Oh yes! Finally three of my favorite things in a single bite. The kick of jalapeno poppers. The creamy richness of deviled eggs. Crunchy smoky bacon. Easy to make, easy to eat and dangerously addicting. These aren’t your grandma’s deviled eggs (which are good, but hey, they need some spice!).
I could eat these all day long. In fact I’m making them again for this year’s Easter get-together. Several will disappear before they get to my sister-in-laws house so I will have to make plenty of extra. I will put up a little sign letting people know that they are spicy just in case. I don’t want to start a big family ruckus over someone accidentally eating these jalapeno popper deviled eggs and blaming me for not telling them that they have a little kick to them!

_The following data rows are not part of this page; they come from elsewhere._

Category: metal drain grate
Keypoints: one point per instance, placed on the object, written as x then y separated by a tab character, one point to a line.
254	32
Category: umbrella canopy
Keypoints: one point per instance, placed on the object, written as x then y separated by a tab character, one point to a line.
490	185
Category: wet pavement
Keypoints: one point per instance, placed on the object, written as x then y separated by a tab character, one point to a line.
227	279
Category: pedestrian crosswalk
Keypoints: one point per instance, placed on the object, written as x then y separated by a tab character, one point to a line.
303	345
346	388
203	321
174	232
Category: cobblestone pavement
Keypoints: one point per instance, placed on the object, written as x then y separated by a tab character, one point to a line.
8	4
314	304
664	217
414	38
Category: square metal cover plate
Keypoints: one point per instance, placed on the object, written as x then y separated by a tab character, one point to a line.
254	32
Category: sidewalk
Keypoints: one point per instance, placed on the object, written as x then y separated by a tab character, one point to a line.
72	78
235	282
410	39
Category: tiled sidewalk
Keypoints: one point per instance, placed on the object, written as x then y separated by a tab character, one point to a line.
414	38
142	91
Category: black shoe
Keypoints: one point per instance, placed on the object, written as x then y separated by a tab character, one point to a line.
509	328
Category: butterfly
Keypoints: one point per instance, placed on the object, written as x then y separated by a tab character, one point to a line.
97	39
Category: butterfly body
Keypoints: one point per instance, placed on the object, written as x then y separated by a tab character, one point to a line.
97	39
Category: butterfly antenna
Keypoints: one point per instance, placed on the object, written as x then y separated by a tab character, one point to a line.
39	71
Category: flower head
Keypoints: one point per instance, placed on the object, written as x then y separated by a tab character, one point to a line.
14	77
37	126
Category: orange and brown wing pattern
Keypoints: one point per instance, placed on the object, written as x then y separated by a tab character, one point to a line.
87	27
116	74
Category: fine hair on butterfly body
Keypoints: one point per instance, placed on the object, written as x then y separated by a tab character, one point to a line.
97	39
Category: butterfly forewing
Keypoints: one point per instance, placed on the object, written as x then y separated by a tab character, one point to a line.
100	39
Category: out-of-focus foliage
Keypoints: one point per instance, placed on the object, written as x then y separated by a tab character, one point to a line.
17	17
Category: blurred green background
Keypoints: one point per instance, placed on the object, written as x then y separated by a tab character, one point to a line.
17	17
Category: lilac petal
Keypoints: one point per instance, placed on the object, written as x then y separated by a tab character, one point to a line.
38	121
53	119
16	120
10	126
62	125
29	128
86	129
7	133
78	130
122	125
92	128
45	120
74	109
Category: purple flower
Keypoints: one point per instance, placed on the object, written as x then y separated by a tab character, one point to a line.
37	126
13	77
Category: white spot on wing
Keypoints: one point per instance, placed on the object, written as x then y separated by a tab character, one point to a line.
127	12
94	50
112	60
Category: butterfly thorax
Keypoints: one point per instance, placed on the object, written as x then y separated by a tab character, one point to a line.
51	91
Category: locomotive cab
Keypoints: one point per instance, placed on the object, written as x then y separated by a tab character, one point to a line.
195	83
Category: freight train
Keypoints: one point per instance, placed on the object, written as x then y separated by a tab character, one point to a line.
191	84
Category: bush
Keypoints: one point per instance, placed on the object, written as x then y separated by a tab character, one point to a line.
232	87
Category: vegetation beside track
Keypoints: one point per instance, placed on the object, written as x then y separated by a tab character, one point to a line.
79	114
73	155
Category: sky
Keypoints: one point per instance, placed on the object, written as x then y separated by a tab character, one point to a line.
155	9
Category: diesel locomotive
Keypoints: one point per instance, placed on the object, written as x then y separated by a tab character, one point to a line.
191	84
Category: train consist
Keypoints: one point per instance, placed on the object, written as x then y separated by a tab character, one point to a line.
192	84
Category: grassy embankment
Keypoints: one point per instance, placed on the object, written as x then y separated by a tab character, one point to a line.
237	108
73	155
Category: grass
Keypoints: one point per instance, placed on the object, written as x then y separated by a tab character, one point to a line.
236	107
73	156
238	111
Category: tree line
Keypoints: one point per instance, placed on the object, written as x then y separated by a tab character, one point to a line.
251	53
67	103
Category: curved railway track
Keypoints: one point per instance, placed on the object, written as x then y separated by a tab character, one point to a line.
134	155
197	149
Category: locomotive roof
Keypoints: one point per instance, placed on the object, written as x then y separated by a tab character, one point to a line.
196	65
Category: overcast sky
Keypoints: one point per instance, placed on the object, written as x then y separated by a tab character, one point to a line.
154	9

- 6 slices thin bacon, chopped
- 2 jalapenos, seeded, chopped, divided
- 1 garlic clove, minced
- 10 hard boiled eggs
- 3 ounces cream cheese, softened
- 3 tablespoons mayonnaise
- 1 teaspoon Dijon mustard
- 1/4 teaspoon apple cider vinegar
- Pinch of Kosher salt
- Pinch of cayenne pepper
- Cook the bacon in a medium skillet until crunchy. Remove to a paper towel-lined plate.
- Drain all but 1/2 tablespoon of the grease.
- Add one of the chopped jalapenos and the garlic. Saute until just starting to soften. Remove from the skillet with a slotted spoon to a paper towel-lined plate.
- Cut eggs in half and scoop the yolks into a medium bowl.
- Add the cream cheese, mayonnaise, Dijon, vinegar, salt and cayenne. Mash together to combine. Add more mayonnaise if the mixture is too thick or dry.
- Stir in the half of the bacon and the sauteed jalapeno and garlic.
- Spoon or pipe the yolk mixture into the eggs.
- Garnish with the remaining bacon and the remaining chopped jalapeno and serve.